John Clark

Personal information
- Nationality: Australian
- Born: 10 January 1948 (age 78)

Sport
- Sport: Rowing
- Club: Mosman Rowing Club

Achievements and titles
- National finals: King's Cup 1968–72

= John Clark (Australian rower) =

Australian rower

John Clark (born 10 January 1948) is an Australian former rower. He was a six-time national champion who competed at world championships and in the men's eight event at the 1972 Summer Olympics.

==Club and state rowing==
John Clark was educated at Sydney Grammar School where he took up rowing.

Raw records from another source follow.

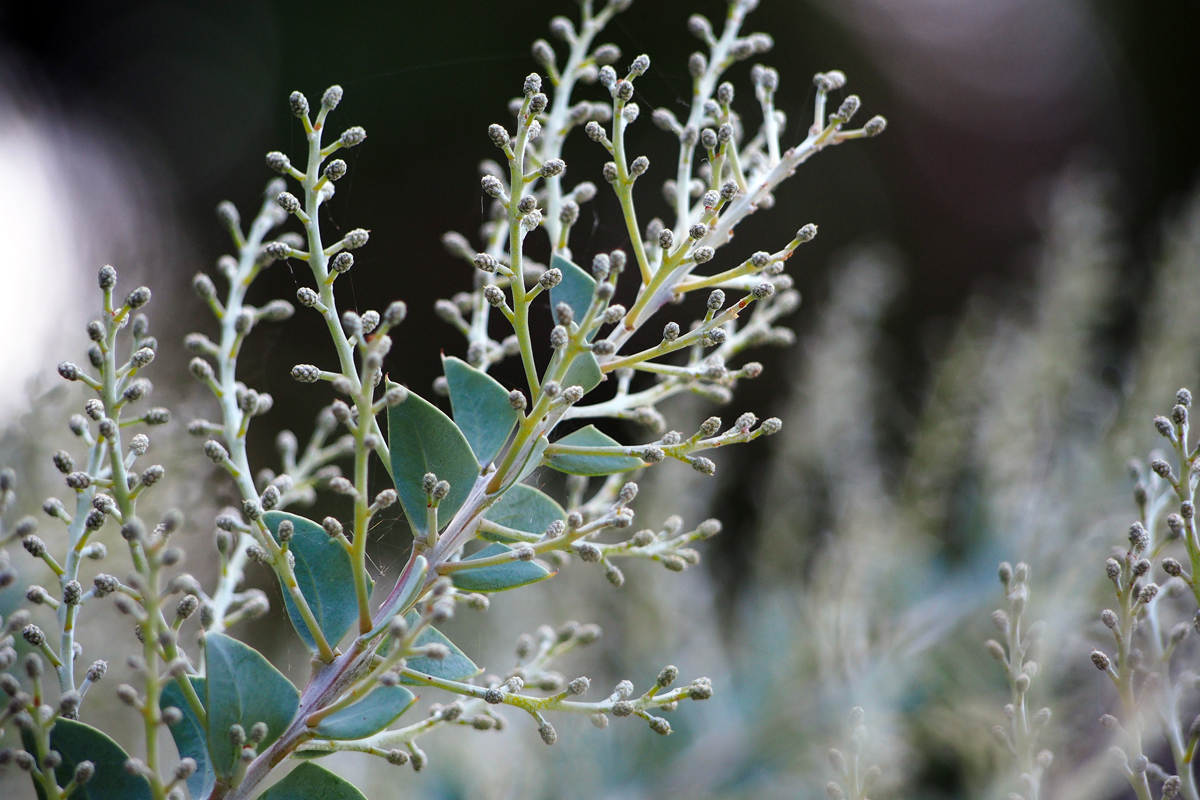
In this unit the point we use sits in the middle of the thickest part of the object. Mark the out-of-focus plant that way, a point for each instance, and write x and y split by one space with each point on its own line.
477 527
1020 737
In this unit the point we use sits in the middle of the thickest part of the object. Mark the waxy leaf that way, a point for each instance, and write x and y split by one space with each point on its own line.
591 437
583 372
243 689
523 507
76 741
423 439
413 583
576 289
190 738
481 408
369 716
455 666
312 782
324 575
498 577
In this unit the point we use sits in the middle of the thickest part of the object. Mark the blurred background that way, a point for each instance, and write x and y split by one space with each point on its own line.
996 305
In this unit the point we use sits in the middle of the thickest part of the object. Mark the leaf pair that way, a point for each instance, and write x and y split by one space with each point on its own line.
241 687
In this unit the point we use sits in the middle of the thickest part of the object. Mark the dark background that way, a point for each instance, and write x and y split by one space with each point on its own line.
983 110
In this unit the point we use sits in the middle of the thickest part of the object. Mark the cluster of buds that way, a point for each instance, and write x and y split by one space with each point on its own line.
1020 735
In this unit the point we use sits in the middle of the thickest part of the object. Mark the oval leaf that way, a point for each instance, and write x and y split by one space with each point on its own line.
591 437
190 738
576 289
523 507
455 666
423 439
324 575
76 741
312 782
481 408
499 576
243 689
369 716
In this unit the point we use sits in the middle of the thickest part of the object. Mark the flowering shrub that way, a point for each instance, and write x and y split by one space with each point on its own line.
478 527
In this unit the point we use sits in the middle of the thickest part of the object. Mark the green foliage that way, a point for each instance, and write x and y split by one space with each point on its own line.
407 594
243 687
325 577
523 507
591 437
481 408
370 715
76 741
312 782
191 739
455 666
498 577
423 439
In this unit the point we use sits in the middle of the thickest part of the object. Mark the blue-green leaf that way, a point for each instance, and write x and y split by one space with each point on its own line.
455 666
481 408
402 596
583 372
369 716
312 782
190 738
498 577
423 439
575 289
76 741
591 437
243 689
324 575
523 507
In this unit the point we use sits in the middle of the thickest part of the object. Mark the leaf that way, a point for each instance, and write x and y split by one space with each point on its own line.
576 289
243 689
413 583
583 372
190 737
369 716
481 408
312 782
455 666
591 437
423 439
76 741
325 577
498 577
523 507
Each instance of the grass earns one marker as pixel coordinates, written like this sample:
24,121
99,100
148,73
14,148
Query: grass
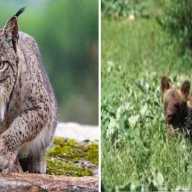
137,153
65,157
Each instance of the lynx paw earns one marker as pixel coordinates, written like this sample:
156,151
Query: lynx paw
7,159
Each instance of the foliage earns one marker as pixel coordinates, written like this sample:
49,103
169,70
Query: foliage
137,153
124,8
177,20
65,154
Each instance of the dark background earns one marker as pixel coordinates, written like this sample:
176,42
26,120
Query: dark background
67,34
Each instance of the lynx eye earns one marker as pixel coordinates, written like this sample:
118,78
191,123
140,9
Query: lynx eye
3,65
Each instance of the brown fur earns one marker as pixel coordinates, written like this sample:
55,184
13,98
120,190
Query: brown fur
27,102
176,102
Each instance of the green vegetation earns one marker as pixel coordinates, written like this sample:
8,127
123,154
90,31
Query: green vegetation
65,155
137,153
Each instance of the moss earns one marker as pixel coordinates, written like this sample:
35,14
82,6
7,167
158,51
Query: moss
59,167
63,157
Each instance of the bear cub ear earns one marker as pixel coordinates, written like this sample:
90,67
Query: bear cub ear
165,84
185,88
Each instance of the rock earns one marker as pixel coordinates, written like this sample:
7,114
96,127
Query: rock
42,183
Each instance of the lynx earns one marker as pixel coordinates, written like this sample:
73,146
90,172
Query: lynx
27,102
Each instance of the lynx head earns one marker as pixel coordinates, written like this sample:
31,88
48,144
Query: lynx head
8,60
175,101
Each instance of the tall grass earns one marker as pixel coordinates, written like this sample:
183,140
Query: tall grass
137,153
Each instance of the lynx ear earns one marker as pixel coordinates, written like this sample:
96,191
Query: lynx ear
165,83
11,29
185,88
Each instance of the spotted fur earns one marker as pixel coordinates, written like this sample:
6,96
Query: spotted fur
27,102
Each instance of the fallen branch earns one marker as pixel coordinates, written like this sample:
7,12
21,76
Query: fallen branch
46,183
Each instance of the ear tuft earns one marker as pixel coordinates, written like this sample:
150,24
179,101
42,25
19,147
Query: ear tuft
165,83
11,30
185,88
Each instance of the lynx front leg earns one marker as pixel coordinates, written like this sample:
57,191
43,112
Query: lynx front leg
34,163
23,129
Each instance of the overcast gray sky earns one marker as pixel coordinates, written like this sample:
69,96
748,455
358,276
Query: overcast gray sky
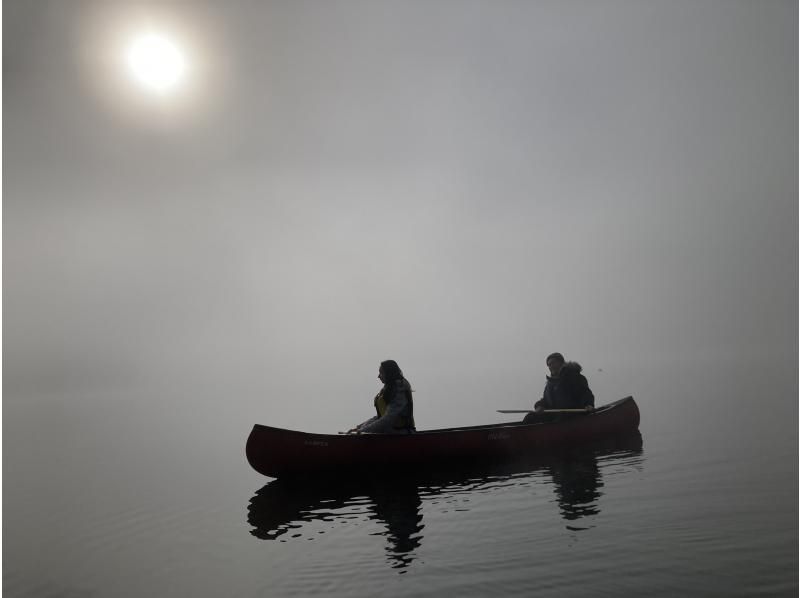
461,186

He rowed in the Grammar first VIII in both his senior years of 1964 and 1965. He joined the Mosman Rowing Club straight out of school and his senior club rowing was from Mosman. At Sydney University while studying Agricultural Science he also rowed and was seated at 5 in the Sydney University Boat Club senior eight for the 1967 Intervarsity Championships. the Nepean River.

In Mosman crews Clark contested both the coxed and the coxless four events at the 1970 Australian Rowing Championships and he won the national title in the coxless four. He won both the national coxed pair and the coxless four titles in Mosman crews in 1975 and in 1976 he again contested both the coxed and the coxless four events and won the coxless four national championship. His final year of Sydney club rowing was from the Drummoyne Rowing Club and coached by Rusty Robertson.

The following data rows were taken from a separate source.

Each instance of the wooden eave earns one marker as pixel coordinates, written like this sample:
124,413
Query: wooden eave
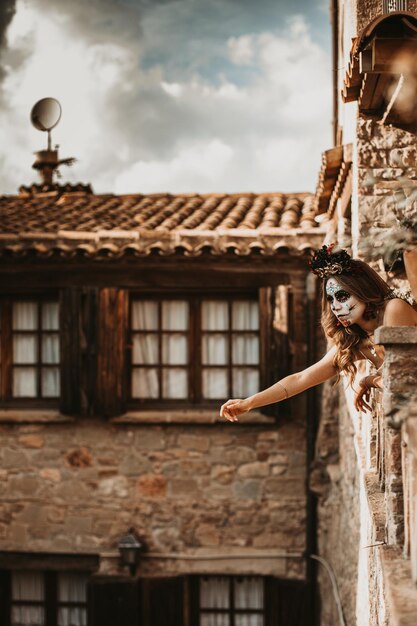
379,70
334,172
103,245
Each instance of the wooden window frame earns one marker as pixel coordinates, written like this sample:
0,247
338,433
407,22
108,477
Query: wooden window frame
6,352
232,611
194,364
50,604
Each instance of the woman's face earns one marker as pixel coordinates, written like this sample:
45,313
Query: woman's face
347,308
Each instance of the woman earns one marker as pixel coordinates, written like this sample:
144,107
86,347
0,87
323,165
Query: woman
355,302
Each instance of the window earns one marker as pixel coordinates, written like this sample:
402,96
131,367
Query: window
30,349
194,349
46,598
231,601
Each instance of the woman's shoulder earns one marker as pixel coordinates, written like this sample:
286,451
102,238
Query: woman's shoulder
399,313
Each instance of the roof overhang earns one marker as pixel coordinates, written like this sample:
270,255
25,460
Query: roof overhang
125,245
334,179
382,73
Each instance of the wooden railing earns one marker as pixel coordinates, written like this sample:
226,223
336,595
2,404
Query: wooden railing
396,437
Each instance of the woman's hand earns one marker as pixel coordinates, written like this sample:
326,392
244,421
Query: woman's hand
363,396
232,408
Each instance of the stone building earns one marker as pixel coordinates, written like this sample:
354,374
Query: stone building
126,321
365,467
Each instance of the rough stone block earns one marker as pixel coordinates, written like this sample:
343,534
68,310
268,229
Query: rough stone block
81,457
114,486
146,439
152,486
194,442
253,470
207,535
184,487
32,441
50,473
247,489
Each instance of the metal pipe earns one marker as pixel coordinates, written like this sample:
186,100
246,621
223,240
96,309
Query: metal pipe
335,588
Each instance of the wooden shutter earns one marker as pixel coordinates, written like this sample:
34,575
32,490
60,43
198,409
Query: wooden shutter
78,349
114,603
163,601
111,351
5,597
274,303
286,603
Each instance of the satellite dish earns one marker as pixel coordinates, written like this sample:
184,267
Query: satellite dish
46,114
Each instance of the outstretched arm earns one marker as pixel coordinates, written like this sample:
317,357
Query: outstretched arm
285,388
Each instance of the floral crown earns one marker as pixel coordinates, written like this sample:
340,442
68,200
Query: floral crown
326,263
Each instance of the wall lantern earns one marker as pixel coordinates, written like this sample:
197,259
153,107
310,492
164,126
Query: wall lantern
130,548
389,6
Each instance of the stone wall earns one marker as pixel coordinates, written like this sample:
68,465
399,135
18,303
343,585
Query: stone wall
200,489
338,514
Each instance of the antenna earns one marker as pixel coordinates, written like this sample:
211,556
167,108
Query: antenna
44,116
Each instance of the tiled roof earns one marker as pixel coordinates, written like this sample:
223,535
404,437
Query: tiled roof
72,221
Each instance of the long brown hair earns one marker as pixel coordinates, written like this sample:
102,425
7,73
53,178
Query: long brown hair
364,283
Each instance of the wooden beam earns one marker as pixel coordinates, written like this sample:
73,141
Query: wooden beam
386,53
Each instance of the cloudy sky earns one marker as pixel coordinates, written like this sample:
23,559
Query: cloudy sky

He first made state selection for New South Wales in the men's eight which contested and won the 1968 King's Cup at the annual Interstate Regatta. He raced in further New South Wales King's Cup crews in 1969, 1971 and 1972 and saw a second victory in 1972.

==International representative rowing==
Six members of the New South Wales winning King's Cup eight of 1968 were selected into the Australian eight to contest the 1968 Mexico City Olympics but excluding Clark and John Nickson. However Clark and Nickson were named as reserves close to departure, travelled to Mexico and rowed as a pair in a lead-up race.

The entire New South Wales winning King's Cup eight of 1972 was picked as the Australian eight to compete at the 1972 Munich Olympics. Clark rowed in the six seat of that boat when they rowed to an eighth-place finish in Munich.

In 1975 as the Australian champion coxed pair Clark, Michael Crowley and coxswain Terry O'Hanlon were selected to race Australia's coxed pair at the 1975 World Rowing Championships in Nottingham. They were eliminated in the repechage.

==Coaching==
After university Clark taught high-school history and science and also coached rowing at Cranbrook School (1976), at St Joseph's College, Hunters Hill (1977–78) and then the Shore School. He. moved to country New South Wales in 1980, to run a pastoral property near Warialda.